If you’re looking for a job in the video game industry, it’s crucial to realize that no two video game companies are alike – that should be obvious. Even studios owned by the same parent company (Tiburon and EA Canada within EA, for example) can have dramatically different cultures, management styles, quality of life and more. If you’re in one of those best-case scenarios where you can be a little picky with the offer you accept, there are several things that you should keep in mind before selecting a company to work for. This list is going to be a WIP – I was going to try and get to a nice even number, but I’ll just add more as they are suggested or I think of them.

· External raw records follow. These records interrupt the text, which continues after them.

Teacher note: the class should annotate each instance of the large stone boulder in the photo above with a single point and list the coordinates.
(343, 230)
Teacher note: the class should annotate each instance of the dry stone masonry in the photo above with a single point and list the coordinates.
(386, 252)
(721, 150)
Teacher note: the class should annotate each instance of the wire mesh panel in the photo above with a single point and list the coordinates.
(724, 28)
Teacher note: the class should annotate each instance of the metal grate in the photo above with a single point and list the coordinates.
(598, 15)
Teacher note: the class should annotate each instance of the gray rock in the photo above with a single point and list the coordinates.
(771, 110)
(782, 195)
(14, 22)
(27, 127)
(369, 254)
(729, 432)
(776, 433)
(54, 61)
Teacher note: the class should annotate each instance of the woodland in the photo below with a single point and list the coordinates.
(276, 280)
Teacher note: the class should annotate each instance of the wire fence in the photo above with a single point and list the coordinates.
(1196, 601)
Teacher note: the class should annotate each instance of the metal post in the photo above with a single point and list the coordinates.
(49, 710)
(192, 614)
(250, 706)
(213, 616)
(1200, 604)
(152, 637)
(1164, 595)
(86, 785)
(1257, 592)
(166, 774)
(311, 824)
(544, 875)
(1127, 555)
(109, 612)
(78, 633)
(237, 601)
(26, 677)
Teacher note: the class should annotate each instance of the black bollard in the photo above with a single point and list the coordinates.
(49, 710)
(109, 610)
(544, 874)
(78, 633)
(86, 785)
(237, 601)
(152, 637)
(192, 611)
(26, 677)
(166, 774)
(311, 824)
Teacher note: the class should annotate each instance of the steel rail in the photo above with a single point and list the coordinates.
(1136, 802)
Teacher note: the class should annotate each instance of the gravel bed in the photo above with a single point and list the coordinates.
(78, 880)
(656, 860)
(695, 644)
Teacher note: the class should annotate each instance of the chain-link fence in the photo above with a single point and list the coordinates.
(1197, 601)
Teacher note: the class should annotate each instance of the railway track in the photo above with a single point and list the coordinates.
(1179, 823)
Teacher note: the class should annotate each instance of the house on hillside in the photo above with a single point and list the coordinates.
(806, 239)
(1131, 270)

- Quality of life – this one might be one of the most talked about issues in the gaming industry. Since the EA Spouse incident of 2004, video game companies have started taking quality of life/crunch issues very seriously. At least, they say the do. It’s important to find out how much of that is lip service and how much is sincere. You won’t find a company that says, “we run our employees through the grinder, and we’re not planning on changing.” They all say it’s an important issue (and I believe most of them are sincere), but it would be wise to talk to current and former employees to see how good a job they do at living up to the talk.
- Company size – Working at a studio with 20 people is an entirely different experience than working at one with 500. There can be perks at both – do you enjoy more responsibility and less layers of management, or working on blockbuster titles with 20 million dollar budgets? This is a personal preference issue, so it’s important to ask how large they currently are and how large they might grow.
- Location – if you’re in a city with only one gaming company, are you prepared to move if it doesn’t work out for some reason? I’ve written a bit about knowing where companies are located here and here.
- Prestige – Do you care what you’re working on? If you absolutely want to work on a blockbuster title like GTA or Resident Evil, this is going to limit your options. Some people want just want to work in the industry, and are happy working on smaller scale games, kids titles, etc. if their other critera are met. Again, personal preference.
- Money – How well does the company pay? If they pay more, is the cost of living higher in that area? Is there a state income tax? Do they offer relocation expenses/signing bonus? This could be the topic of an entire list… 😉
- Stability of the company – how safe would your job be if the company has a “miss?” Can they afford to keep the doors open if a game doesn’t do well?